Le château de cartes fait surtout référence aux projets fragiles et éphémères. Il est donc en soi symbole de l’impermanence. L’éphémère est d’ailleurs sa raison d’être, ici au sein du festival, et il le revendique : il ne peut exister pleinement que parce qu’il est voué à disparaître. Comme nos vies et les sentiments qui nous lient, c’est sa durée limitée qui lui donne un sens. Le château de cartes sera géant et montrera son jeu. Sa taille sera suffisante pour dialoguer avec l’architecture dans laquelle il s’insère. Il se dressera fièrement face aux bâtiments auxquels il aura à faire face, et remettra en question comme le château chancelant qu’il est, la longévité d’un patrimoine que ses bâtisseurs pouvaient penser éternel.

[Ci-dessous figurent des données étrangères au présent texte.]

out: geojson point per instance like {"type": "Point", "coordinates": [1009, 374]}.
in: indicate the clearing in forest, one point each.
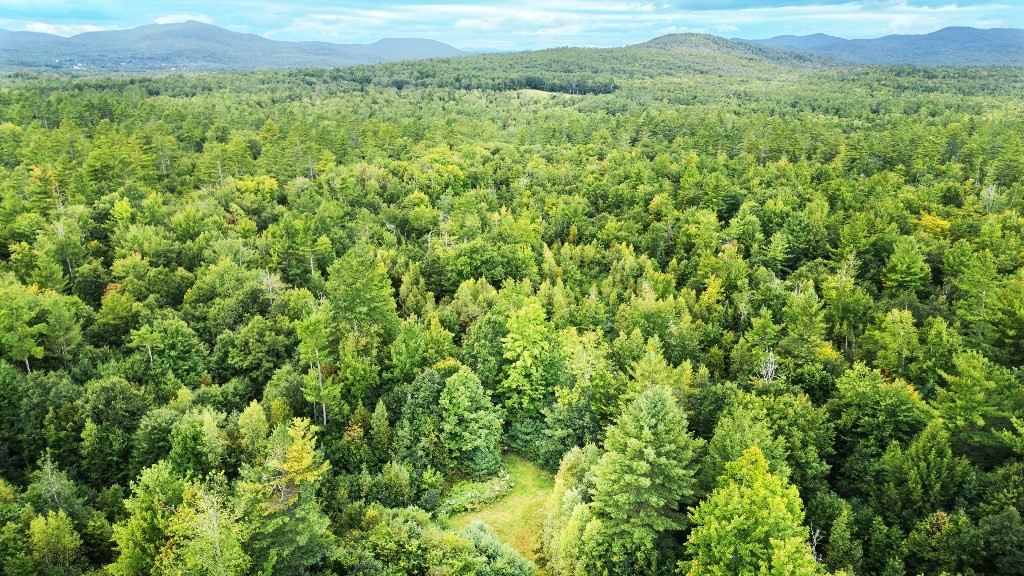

Le château de cartes peut s’effondrer à tout moment. Sa durée est donc incertaine et précaire. Il ne peut que s’efforcer de vivre au présent et nous renvoie à l’incertitude du temps qu’il nous reste comme individus mais aussi comme société. Il peut être l’allégorie de la fragilité de notre civilisation, qui, persuadée d’être éternelle se révèle au contraire fragile, et comme bien d’autres avant elle pourrait un jour s’éteindre ou s’effondrer, pêchant par l’illusion de son invincibilité.
Le château de cartes est en réalité déjà en train de s’écrouler. Nous ne savons pas si sa chute se fera de façon complète et instantanée mais l’accident en cours montre l’instant suspendu d’un effondrement qui a déjà commencé. Un arrêt sur image en déséquilibre pour que l’observateur puisse questionner sa perception de l’échelle des temps.

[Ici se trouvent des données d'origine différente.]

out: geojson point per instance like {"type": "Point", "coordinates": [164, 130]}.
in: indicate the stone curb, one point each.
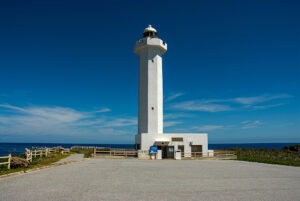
{"type": "Point", "coordinates": [14, 174]}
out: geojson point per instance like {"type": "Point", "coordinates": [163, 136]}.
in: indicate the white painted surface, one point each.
{"type": "Point", "coordinates": [150, 114]}
{"type": "Point", "coordinates": [150, 109]}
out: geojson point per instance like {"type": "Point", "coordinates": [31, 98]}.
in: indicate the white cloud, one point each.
{"type": "Point", "coordinates": [55, 121]}
{"type": "Point", "coordinates": [240, 103]}
{"type": "Point", "coordinates": [171, 123]}
{"type": "Point", "coordinates": [201, 106]}
{"type": "Point", "coordinates": [102, 110]}
{"type": "Point", "coordinates": [174, 96]}
{"type": "Point", "coordinates": [250, 124]}
{"type": "Point", "coordinates": [176, 115]}
{"type": "Point", "coordinates": [259, 99]}
{"type": "Point", "coordinates": [208, 127]}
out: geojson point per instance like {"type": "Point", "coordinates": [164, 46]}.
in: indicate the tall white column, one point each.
{"type": "Point", "coordinates": [150, 114]}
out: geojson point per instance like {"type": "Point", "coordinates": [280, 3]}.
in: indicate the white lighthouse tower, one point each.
{"type": "Point", "coordinates": [150, 50]}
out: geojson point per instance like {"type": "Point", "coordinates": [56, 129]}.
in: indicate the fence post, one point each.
{"type": "Point", "coordinates": [9, 159]}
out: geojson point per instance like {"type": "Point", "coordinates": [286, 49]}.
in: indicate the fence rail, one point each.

Faire prendre conscience au visiteur de la perception biaisée du temps qui peut l’induire en erreur sur la permanence de certaines choses et l’amener à établir de fausses vérités. Certains châteaux peuvent paraître éternels mais tous finissent un jour par retourner à la poussière. Le château de cartes finira donc un jour par tomber. Mais l’histoire et le temps ne s’arrêteront pas pour autant.
Prendre conscience de l’impermanence, c’est aussi prendre conscience du processus de renouvellement constant du monde dont nous faisons partie. La seule chose permanente en ce monde n’est autre que l’impermanence. Il ne s’agit donc pas de jeter ce qui s’est effondré ou ce qui est usé. On pourra toujours rebattre les cartes et aller reconstruire un nouveau château quelque part.